What’s a sansdemic, you ask?
It means without people, or in this case, without enough people.
At McGohan Brabender, our clients shared that they were affected well before the pandemic. However, the mandated shutdown drove the point home. It created a situation where many baby boomers realized how much they loved working from home. Others realized they could afford to retire early due to the additional savings achieved by having a two-income household compared to prior generations where one spouse often stayed at home. Additionally, at a time when there are record numbers of open job positions, government subsidies have caused many people to delay engaging in long-term careers.
The current shortage of people actively looking for employment is creating greater challenges for employers everywhere, as evidenced by statistics from payroll providers:
Prior to the pandemic, there were:
- 7,000,000 job postings
- Record unemployment
Today, there are:
- 10,000,000 job postings
- Of those job vacancies, 6,000,000 do not require a college education
- Yet only 3,400,000 people without college degrees are actively seeking out employment.
Employers Rethinking Employee Benefits
As the competition to attract and retain employees intensifies, employers are rethinking their employee benefit strategies post-COVID.
According to a September 2021 Willis Towers Watson Employer Survey:
More than two-thirds of respondents (69%) say integrating employee wellbeing into the benefit package will be the top strategic benefit objective over the next two years.
Less than three in ten employers (28%) believe their benefit programs enhance employee appreciation, and many employers are planning to take steps to boost support and communication.
Over one-third (34%) of employers are planning or considering using digital tools and technology to help employees feel connected.

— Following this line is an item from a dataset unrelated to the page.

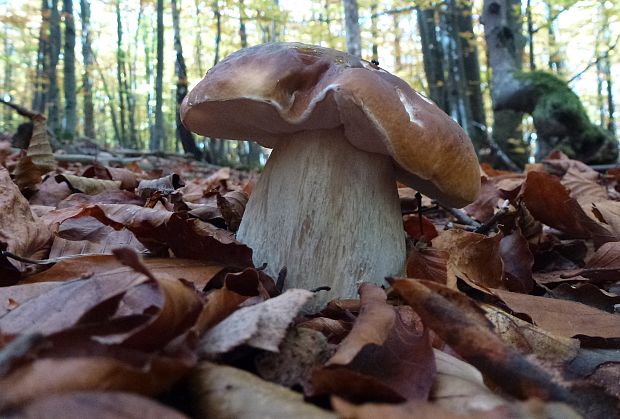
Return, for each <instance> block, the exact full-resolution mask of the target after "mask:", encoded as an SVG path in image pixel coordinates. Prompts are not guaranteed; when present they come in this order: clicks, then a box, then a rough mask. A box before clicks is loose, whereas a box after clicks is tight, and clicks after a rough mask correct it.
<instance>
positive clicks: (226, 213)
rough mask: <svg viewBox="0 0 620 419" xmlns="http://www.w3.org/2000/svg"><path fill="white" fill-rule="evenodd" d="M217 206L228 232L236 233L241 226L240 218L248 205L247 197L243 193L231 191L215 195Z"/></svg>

Over one-half (52%) are planning or considering the use of personalized communication to specific segments of their workforce.
Three Things to Consider Right Now
As the struggle to find and retain employees rages on, we have seen the cost of employee benefits rise, creating a perfect storm for employers. We would like to recommend three things to consider right now for next year:
- Save 9% to 11% through steerage to high-quality providers or a narrow network strategy. Consider taking the savings and improving benefits as either an incentive or exchange for a smaller network of providers. Doing so could be a total replacement or an option for your employees. There are also third-party options that use additional Health Reimbursement Account (HRA) dollars to offset deductibles when employees choose higher-quality providers. These options can be paired with your current carrier options.
Employers could also offer a narrow network co-pay plan next to their current HDHP/Health Savings Account plan. High-utilizing employees may be willing to change providers in exchange for better benefits, especially if your communication strategy explains the value of high quality and better outcomes in lowering the overall episodic cost of care. Younger employees likely do not have established provider relationships so, you can steer them to higher-quality providers (lower cost) from the start. These employees will appreciate the lower co-pays and deductibles when accessing care, and since they do not have an existing provider relationship, this won’t be a negative. Some options can match employees through artificial intelligence and claims data to steer employees to the best provider upon the initial provider selection or point of access to care. This kind of change requires planning and analysis, and you need to start discussions early in your plan year to implement effectively. Your MB account team is ready and eager to help you get that ball rolling.
- Save 13.9% by focusing on employee wellbeing. The numbers don’t lie – Health Management and wellness works. According to McGohan Brabender’s data analytics, employers engaged in outcomes-based health management strategies save on average $4,158 per employee per year when compared to non-engaged employers. That’s 53% better than the national average cost per employee per year! We recommend taking some of these savings and investing in employee assistance programs, enhanced mental health benefits, telehealth offerings, and financial wellbeing tools.
- Improve your communication and employee engagement. A misunderstood benefit is no benefit at all. Consider using some of the savings from the two options above and revamping your employee communication using technology. Invest in a one-stop virtual hub to house all of your benefit offerings enabling easy access from a phone. Here at MB, we can suggest methods to target your message using automation to deliver via text messaging, email, and voicemail. Or perhaps a video to personalize information to specific employee populations—track employee engagement based on clicks and use that data to refine your messaging. Rinse and repeat.